Iemand met een schizoïde persoonlijkheidsstoornis gebruikt doorgaans weinig woorden. Soms zegt hij lange tijd achter elkaar niets of reageert hij met eenlettergrepige antwoorden. Wanneer je zo iemand op bezoek hebt, ben je snel uitgepraat en het contact is vaak saai en ongemakkelijk. Mensen met autisme daarentegen kunnen honderduit praten. Het hangt er net vanaf welke vorm ze hebben. Natuurlijk heb je autisten die niet of nauwelijks praten, maar ook autisten die vijf kwartier in een uur vol kletsen en daarbij moeite hebben, hun gepraat op de ander af te stemmen, zodat die het gevoel kan hebben dat er niet naar hem geluisterd wordt.

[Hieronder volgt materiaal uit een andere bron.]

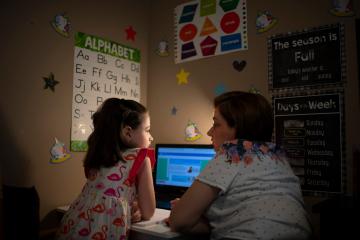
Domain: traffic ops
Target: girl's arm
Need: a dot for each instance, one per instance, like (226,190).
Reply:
(187,213)
(145,190)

Autisme is in vrijwel alle gevallen een aangeboren stoornis. Hoewel een schizoïde persoonlijkheidsstoornis vaak wel in aanleg aanwezig is, zijn er bepaalde factoren die bepalend kunnen zijn voor het krijgen ervan. Mensen die in hun jeugd te maken hebben gehad met emotionele verwaarlozing, seksueel misbruik of een liefdeloze thuissituatie, leren al jong dat mensen niet te vertrouwen zijn en dat ze beter alleen kunnen blijven. Al jong hebben ze geleerd zich af te sluiten voor de pijn, voortkomend uit de trauma's die ze hebben meegemaakt. Ze zijn als het ware emotioneel op slot gegaan en hun gevoelens zijn volledig afgevlakt, waardoor ze geen behoefte meer hebben aan contact en zonder plezier door het leven gaan.
Wanneer er een trauma aan het ontstaan van een schizoïde persoonlijkheidsstoornis ten grondslag ligt, zijn er goede mogelijkheden, deze te behandelen. (meestal psychotherapie). Autisme is niet te genezen. De behandeling van autisme is erop gericht, daarmee (zo goed mogelijk) te leren leven.